Mon, May 12th 2025 11:28
Edited on Mon, May 12th 2025 12:56
Lua wird auf Anhieb wieder ernst. Nur kurz flammt noch einmal ihr Lächeln auf, als sie den Bediensteten des Meisters zuwinkt, als sie den Raum verlässt. Den Zwillingen sei Dank, sie haben nun wohl ein gutes Auskommen und, was noch viel besser ist, sie können auch alle zusammen bleiben! Und sie, sie wird sie besuchen, so oft sie Zeit dafür finden wird und so oft es ihr Säckel zulässt! Da ist sie sich ganz sicher.
Doch nun folgt sie erst einmal dem Kommandanten. Sie wäre ihm inzwischen wohl oft genug begegnet, und oft genug ist er überaus freundlich zu ihr gewesen. Aber trotzdem, der Kommandant ist der Kommandant, und Lua kommt nicht aus ihrer Haut. Und so hat sie wieder einmal ein reichlich flaues Gefühl in der Magengegend, als sie ihm folgt.
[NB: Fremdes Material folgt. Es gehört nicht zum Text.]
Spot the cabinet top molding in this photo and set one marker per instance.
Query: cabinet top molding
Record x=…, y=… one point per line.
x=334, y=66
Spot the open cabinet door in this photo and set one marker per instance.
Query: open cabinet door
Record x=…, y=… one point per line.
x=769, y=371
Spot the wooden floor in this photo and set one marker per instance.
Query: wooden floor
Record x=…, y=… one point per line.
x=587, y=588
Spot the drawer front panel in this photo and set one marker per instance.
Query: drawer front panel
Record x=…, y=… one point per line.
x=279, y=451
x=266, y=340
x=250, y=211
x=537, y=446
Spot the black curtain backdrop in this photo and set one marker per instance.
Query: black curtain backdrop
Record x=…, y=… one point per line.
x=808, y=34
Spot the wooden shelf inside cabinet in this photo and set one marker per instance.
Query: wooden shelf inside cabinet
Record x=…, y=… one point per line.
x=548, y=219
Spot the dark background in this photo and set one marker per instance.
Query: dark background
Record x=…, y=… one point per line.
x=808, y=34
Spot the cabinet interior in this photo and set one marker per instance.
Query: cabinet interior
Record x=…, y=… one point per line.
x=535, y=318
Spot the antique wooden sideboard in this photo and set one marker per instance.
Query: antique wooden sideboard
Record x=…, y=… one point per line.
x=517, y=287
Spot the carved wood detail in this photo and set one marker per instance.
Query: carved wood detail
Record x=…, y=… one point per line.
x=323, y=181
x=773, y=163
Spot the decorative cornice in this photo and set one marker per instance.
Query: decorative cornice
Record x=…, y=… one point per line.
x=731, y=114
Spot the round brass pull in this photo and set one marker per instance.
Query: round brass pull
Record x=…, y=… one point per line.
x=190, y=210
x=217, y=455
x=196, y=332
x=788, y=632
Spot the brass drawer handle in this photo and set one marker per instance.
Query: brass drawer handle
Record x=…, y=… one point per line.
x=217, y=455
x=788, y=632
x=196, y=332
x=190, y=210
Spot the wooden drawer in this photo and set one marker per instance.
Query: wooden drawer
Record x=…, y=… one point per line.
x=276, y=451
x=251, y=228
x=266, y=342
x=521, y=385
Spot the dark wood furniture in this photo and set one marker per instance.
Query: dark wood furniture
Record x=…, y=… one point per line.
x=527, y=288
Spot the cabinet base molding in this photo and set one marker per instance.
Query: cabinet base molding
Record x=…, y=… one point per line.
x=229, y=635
Es gibt nun keinen Meister mehr, der für sie eintreten könnte, und wenn die Mächtigen entschlossen haben, das Kapitel Lua Aetaya sollte aus der Geschichte des Hauses getilgt werden, so können sie es machen. Ziemlich kleinlaut setzt sie sich also auf den Stuhl, schaut schüchtern auf die Tischplatte derselben. Stumm hört sie zu.
Sie schaut Reland wieder an. Sie schaut ihn an, mit offenem Mund, bemerkenswert großen Augen, mit hochrotem Kopf. Sie schaut ihn an, unfähig, auch nur ein einziges Wort herauszubringen. Sie hat die Salzkarawanen gesehen, sie hat gesehen, wie lang sie sind, welche Unmengen Salz sie wegbringen, mit welch kostbaren Gütern sie zurückkehren. Sie kann sich nicht so richtig vorstellen, wie viele Filis, nein, Lamen ein einziger der Karren wert sein muss. Und nun soll sie einen Teil an dem ganzen Geschäft erhalten! Nun wird sie leben, wie die Familienmitglieder des Hauses! Nun wird sie so oft in den Gasthof ihre Freunde gehen können wie sie will, sie wird Andeth sein Glück ermöglichen können und noch so viel mehr! Sie schaut Reland an, dann schüttelt sie fast unmerklich den Kopf, ihre Lippen formen ein fast stimmloses: “Danke!”
Da erst fällt es ihr wohl auf, wie merkwürdig sie sich verhält, dass sie gerade so tut, wie der Meister ihr immer wieder aufgetragen hat, es eben nicht zu tun. Sie nimmt nun also verlegen das Schreiben des Meisters und beginnt, in ihm zu lesen. Wobei sie nun natürlich beim nächsten Problem angelangt ist. Wohl hat sie Rechnen gelernt, sie kann auch die Zahlen schreiben, ja, gar einige Buchstaben lesen. Doch war der Prozess nicht lange genug gewesen, als dass ihr die Fähigkeit vergönnt wäre, das Schreiben des Meisters zu entziffern. Also schaut sie wohl auf die Zeilen, bevor sie das Schreiben zu Reland schiebt.
"Könnt Ihr mir es vorlesen?" fragt sie ihn mit leiser, zitternder Stimme.